Does this implementation have a mechanism for recovering from a point error like above?

1 Like

let me first address this …
BEFORE is t-1
NOW is time t

when u learn BEFORE provides the content to be stored, NOW provides the rows where to be stored … this guarantees the sequence is followed if not overwritten.
When u have to predict you use NOW as content to search the memory … WTA decides what is selected in PREDICTED …

1 Like

if u get D’ in DATA and PREDICT predicted wrong … DATA will decide what goes into NOW … on the next predict it will use D’ to predict the correct SDR… i think…have to play it my head several times to be sure :wink:

As long as u get correct input in NOW and the memory was not overwritten u will get the correct prediction

it is good u challenge me to rethink … have not looked what i wrote in a while

1 Like

I have a variation on your basic idea that I’m considering implementing, just to challenge myself to think about the TM algorithm from a completely different perspective and find ways to address the differences (sort of like I’ve been waiting impatiently for Rain Neuromorphics to publish an emulator for their chip so I can write a TM algorithm for it :grin:) Would be fun to see if the idea could be expanded into components of TBT as well.

it seems this is point based neurons, are they ?

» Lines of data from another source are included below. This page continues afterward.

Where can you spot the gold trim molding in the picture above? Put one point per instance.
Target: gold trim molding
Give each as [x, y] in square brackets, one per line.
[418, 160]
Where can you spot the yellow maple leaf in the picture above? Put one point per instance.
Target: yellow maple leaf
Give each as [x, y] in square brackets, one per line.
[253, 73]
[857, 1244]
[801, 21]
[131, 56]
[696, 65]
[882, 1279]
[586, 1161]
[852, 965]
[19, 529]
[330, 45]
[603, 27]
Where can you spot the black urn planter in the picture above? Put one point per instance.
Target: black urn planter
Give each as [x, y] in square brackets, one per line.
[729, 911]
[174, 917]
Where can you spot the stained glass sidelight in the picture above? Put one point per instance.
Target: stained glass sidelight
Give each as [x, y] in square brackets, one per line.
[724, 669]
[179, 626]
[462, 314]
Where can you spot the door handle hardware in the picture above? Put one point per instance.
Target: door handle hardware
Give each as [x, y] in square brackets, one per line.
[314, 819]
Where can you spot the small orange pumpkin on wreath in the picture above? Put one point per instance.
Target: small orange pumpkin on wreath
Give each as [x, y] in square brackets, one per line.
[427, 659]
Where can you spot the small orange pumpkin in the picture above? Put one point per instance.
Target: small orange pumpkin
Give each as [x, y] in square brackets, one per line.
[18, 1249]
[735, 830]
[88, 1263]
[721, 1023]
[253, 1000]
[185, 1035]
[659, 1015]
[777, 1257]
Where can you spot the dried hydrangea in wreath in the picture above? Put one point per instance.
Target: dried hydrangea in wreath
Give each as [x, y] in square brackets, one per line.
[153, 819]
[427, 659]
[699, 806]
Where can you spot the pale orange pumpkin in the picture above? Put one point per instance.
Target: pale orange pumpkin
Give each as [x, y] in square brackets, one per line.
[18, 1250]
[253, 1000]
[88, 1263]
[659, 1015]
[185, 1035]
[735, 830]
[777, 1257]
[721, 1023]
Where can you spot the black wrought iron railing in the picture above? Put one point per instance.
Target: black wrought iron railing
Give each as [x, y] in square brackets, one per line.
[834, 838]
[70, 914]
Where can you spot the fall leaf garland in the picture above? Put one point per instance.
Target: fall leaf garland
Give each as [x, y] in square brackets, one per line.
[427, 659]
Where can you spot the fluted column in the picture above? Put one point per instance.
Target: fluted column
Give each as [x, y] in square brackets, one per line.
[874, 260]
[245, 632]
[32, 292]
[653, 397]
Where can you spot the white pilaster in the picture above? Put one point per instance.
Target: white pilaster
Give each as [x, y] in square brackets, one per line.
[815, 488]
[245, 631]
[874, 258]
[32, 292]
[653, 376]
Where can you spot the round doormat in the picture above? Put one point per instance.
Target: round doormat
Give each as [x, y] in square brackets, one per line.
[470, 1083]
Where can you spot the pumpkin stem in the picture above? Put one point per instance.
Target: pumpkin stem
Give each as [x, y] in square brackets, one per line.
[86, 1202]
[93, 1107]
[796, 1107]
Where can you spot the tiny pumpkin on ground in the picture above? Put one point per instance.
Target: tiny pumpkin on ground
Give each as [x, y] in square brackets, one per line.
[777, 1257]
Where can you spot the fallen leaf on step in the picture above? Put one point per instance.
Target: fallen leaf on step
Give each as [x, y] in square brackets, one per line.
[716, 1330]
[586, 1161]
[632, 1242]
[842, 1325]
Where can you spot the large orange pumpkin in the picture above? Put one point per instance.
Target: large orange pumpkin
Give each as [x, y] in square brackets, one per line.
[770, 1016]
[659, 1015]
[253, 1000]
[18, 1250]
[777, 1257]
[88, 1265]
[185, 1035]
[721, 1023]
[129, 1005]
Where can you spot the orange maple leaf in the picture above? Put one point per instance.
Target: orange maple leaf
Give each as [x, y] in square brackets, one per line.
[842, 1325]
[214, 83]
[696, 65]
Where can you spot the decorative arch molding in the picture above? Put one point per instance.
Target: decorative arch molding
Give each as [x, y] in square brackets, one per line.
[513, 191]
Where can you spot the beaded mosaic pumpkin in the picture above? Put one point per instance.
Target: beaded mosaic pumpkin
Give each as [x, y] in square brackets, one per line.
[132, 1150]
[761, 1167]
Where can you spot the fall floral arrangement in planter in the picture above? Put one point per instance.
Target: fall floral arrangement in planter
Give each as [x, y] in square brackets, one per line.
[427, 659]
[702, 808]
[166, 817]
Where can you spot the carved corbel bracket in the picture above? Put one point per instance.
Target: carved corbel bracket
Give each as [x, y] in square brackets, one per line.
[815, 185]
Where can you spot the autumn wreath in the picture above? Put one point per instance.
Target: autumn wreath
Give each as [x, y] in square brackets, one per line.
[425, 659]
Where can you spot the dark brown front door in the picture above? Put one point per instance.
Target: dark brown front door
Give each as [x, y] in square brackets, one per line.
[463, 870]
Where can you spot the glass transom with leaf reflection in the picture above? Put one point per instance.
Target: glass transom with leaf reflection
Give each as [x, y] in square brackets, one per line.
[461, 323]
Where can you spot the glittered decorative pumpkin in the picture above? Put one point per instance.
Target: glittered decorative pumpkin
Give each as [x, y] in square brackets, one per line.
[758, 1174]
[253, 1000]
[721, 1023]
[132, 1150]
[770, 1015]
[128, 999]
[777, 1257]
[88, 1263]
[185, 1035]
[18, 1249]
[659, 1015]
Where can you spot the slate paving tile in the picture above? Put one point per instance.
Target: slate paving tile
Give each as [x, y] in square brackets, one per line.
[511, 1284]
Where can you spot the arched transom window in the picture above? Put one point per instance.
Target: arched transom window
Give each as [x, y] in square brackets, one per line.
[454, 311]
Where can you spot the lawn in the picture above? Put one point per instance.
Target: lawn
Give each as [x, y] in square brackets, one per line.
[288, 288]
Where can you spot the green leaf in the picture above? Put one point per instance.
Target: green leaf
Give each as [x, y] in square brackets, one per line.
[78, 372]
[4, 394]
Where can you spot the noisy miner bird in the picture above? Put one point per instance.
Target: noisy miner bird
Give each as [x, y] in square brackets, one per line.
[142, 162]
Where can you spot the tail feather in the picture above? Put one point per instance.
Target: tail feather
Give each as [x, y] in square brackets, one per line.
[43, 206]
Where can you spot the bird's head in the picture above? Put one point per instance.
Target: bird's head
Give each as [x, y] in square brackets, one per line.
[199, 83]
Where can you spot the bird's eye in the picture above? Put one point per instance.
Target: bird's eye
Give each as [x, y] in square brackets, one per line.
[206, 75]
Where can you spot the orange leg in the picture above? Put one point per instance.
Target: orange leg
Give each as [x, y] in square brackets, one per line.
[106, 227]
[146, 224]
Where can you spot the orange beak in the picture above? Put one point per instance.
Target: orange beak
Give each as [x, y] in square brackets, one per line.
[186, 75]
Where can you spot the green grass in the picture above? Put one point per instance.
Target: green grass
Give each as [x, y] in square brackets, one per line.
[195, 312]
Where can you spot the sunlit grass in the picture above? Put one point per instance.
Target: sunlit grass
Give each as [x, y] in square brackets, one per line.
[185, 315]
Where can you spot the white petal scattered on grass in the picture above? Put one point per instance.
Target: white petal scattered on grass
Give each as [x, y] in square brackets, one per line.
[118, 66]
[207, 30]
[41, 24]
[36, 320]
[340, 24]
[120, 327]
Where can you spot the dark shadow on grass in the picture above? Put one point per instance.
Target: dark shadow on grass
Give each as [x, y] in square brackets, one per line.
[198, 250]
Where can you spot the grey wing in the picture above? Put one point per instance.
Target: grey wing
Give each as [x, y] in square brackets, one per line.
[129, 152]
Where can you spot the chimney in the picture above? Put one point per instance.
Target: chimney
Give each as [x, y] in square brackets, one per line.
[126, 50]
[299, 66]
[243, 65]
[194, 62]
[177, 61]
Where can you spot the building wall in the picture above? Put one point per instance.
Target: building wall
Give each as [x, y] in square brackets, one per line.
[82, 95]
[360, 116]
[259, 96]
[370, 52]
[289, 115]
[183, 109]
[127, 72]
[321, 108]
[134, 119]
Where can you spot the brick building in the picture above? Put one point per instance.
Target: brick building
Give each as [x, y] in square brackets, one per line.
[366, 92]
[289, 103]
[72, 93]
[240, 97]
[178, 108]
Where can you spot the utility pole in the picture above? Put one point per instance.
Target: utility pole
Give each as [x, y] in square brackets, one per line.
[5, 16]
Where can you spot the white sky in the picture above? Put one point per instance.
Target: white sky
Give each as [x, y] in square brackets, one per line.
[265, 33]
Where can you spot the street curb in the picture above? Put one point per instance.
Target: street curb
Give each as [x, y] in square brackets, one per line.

Well they aren’t really neurons OOB – they are just an array of memristors with random sparse connections between them. One could program all sorts of algorithms on top of that substrate. One way they could be used, might be to represent a bunch of potential synapses, with the resistance value representing permanence. Or maybe they could be used for random sub-sampling SDRs. Lots of interesting possibilities.